Food23 March 2020
5 Stars of the Anatolian Cuisine
Anatolian Cuisine is like an endless and immense treasure island. The more you dig in, the more you will find: a brand-new recipe, an enchanting surprise, or a method you never thought of before. Each region having a different kitchen culture, Anatolia’s stars are the Southeast with its kebabs, the Aegean with its herbs, the Black Sea with its anchovy, and the Mediterranean with its healthy recipes. From Gaziantep to Şanlıurfa, from İzmir to Hatay, and all the way to the Black Sea... Are you ready for a delicious journey?
Gaziantep is without a doubt one of the first places to come to mind when we talk about richness in the kitchen.
Protected by UNESCO, Gaziantep will stun you with its diverse cuisine. The historical town is said to have almost 300 special recipes. There are over 30 different kebab recipes in the town. In addition to kebab recipes known and consumed all around Turkey, there are also new and loved recipes with various fruits like Japanese plum or apple, or mushrooms. Just as much as kebabs, Gaziantep is also famous for its meatball varieties; the town also has a rich variety in pilaf, stews, and halva types. You can also taste lesser known dishes like green almonds, çiğdem aşı (Crocus stew), yuvalama (a kind of soup with tiny meatballs), fava beans, and keme (stew of a special mushroom).

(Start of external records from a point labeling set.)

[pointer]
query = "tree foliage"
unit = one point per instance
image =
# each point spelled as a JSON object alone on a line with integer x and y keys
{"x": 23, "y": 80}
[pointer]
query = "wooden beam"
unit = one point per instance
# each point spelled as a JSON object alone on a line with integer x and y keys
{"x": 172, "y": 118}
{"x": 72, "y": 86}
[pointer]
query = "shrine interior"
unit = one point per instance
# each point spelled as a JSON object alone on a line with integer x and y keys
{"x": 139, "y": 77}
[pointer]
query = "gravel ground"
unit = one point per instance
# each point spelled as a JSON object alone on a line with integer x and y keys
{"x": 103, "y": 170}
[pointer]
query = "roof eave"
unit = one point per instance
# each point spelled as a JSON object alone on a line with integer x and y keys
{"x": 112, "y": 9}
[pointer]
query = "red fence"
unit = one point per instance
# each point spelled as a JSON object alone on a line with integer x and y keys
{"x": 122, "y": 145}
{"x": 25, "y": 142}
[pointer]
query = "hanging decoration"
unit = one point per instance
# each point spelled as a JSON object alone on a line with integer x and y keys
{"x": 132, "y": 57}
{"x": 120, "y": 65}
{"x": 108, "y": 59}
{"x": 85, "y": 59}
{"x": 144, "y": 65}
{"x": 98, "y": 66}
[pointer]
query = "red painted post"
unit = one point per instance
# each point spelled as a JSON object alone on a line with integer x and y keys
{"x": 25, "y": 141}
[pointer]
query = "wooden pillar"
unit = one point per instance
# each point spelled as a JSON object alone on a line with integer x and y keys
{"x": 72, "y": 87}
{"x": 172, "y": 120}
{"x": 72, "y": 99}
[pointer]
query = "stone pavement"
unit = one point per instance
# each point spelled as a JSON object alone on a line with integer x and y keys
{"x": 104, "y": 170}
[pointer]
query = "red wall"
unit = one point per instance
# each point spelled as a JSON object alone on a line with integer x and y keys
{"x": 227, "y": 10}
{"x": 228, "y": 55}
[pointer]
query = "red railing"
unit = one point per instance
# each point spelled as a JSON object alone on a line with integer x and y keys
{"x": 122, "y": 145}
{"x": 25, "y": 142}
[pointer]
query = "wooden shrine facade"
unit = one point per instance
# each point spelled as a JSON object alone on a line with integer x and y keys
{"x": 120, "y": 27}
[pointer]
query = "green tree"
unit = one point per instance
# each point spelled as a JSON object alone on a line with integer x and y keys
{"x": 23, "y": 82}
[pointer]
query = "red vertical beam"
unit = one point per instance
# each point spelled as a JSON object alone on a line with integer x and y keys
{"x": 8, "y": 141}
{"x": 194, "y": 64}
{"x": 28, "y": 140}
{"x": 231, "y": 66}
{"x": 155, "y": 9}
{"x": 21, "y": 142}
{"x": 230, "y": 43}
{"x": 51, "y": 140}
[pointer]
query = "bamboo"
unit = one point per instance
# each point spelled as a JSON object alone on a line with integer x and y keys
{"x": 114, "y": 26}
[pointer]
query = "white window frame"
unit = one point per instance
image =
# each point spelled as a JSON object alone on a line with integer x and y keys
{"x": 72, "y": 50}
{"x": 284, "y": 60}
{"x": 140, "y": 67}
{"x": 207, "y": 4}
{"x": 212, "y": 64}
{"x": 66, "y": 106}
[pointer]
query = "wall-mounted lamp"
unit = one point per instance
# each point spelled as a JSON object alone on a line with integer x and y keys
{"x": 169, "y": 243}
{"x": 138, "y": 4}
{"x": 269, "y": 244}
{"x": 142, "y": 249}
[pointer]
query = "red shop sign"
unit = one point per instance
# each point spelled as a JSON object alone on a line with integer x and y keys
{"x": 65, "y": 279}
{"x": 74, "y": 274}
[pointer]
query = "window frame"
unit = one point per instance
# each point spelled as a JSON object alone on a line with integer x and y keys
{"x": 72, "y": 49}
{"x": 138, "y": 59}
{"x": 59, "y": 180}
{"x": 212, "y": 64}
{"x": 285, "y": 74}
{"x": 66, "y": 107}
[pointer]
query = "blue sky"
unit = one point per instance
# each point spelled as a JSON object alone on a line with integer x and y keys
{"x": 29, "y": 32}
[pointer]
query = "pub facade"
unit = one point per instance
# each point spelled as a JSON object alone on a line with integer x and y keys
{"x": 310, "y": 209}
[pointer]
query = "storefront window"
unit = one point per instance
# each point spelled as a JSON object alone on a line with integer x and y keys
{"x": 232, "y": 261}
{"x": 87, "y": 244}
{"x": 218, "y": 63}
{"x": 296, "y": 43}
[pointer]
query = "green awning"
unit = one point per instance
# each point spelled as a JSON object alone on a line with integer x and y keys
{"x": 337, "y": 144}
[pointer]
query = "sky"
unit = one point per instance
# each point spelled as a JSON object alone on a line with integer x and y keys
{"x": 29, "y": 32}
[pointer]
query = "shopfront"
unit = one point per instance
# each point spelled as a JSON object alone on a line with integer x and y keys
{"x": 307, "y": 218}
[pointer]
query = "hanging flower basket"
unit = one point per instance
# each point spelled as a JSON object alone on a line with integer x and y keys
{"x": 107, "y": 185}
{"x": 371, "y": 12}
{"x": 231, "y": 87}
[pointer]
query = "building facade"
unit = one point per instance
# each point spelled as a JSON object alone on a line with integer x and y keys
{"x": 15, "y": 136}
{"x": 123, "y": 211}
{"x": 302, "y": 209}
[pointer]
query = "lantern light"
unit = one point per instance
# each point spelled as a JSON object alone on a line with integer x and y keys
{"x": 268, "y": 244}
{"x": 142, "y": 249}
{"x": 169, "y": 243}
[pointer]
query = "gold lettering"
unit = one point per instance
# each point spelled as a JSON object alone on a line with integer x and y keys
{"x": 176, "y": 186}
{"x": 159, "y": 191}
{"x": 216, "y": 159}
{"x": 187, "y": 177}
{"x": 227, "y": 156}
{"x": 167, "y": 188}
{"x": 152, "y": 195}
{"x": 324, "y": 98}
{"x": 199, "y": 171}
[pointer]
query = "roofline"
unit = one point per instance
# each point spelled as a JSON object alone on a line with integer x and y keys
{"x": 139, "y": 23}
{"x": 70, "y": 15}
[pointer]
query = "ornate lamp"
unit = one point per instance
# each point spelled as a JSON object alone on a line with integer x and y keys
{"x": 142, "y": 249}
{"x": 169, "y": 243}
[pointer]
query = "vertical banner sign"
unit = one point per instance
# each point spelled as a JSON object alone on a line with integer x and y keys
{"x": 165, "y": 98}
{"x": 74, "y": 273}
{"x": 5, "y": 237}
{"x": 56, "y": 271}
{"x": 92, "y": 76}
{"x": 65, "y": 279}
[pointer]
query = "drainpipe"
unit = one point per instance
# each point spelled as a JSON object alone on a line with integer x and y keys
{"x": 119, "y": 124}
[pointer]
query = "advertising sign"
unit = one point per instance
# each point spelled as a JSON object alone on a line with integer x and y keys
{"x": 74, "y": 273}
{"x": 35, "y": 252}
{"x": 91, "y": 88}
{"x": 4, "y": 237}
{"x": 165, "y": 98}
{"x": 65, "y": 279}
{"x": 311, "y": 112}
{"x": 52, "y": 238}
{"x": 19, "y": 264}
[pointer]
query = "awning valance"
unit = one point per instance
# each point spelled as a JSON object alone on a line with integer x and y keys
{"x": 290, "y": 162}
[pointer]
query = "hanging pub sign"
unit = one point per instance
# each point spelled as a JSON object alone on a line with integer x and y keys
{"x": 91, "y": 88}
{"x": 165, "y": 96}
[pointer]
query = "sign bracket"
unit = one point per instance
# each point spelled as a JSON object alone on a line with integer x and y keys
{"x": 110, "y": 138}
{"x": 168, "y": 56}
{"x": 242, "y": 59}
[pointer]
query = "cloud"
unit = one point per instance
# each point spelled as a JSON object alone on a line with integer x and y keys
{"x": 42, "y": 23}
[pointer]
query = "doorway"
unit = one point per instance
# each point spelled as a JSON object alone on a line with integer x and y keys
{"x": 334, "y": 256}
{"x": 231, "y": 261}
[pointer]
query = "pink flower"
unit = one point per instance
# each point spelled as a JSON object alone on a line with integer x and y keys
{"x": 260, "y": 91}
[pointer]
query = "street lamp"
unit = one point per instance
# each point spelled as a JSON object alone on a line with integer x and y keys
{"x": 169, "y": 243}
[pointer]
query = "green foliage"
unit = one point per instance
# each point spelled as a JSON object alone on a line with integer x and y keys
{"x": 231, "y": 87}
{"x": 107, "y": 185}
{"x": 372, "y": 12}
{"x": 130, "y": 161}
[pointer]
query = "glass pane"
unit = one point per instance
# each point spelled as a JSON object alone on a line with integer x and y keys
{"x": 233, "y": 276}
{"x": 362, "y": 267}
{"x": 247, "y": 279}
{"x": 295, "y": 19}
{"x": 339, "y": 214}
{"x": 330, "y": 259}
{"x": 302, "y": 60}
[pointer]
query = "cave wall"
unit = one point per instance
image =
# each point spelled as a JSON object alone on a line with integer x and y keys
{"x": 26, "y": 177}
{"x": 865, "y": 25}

As a clear reflection of Southeast Anatolian cuisine, Şanlıurfa’s kitchen culture is based on dishes with tomato paste, hot pepper, and spices. Recipes with remarkably high nutritional value in Şanlıurfa mostly define the guest hosting traditions in town. Legumes and wheat are often used in soups. A couple of Şanlıurfa’s traditional and regional dishes can be listed as: Ayran soup, acır annaziği, sarımsak aşı, sarı çorba, çağla aşı, pakla aşı, soğan tavası, pıt pıt, kaburga, hıttı bastırması, semsek, isot çömleği, mumbar, bamya çömleği, tatlı bamya, erik tavası, masluka, lolaz dürmüğü, mimbar, lebeni, borani, acır bastırması. As the leading original taste in Şanlıurfa, çiğ köfte (steak tartar a la turca) and its main (and hardest to obtain) ingredient “kuru isot” (dried Urfa red peppers) are fully integrated in the town’s kitchens.
The Black Sea
When compared to other Turkish regions, the Black Sea cuisine was more successful in preserving its authenticity. It is mainly shaped by fish, cornflour, and butter. With an abundance of butter, Black Sea cuisine has an extensive menu from hamsi kuşu (fried anchovy), to Laz halva and kuymak (melted cheese and cornmeal). Stuffed black cabbage, corn soup, and fish coup are among the must-taste dishes special to the Black Sea region.
The Aegean cuisine cannot be imagined without olive oil. Thus, olive oil dishes are the first to come to mind in the region. Black pepper, salt, thyme, and tulum cheese merged with olive oil is a unique recipe on its own. The second most important element in the Aegean cuisine is a thousand types of herbs. Nettle, wild radish, mallow, ivy, milk thistle, patience dock, chickweed, radiccho, sea beans, asparagus and many other herbs are used in the Aegean cuisine. Flavoured with olive oil, vegetables, herbs, and fish dishes reflect the characteristics of the Aegean very well. To be more exact, the most refined side of the regional cuisine can be found within numerous herbs.
If we are to sum up Hatay cuisine, we can say: Pomegranate syrup, regional greens, zahter (a blend of powdered thyme), and cold press olive oil. As another town famous for its food, Hatay offers an experimental kitchen culture with a synthesis of Turkish and Arabian cuisines. Wild herbs like thyme and sweet basil are also immensely popular in the town. Humus (mashed chickpeas with tahini), borani (a yoghurt appetizer) with spinach and zucchini, sembusek (a type of closed lahmajun), and oruk (ground meat and burghul burger) are among the dishes you must taste.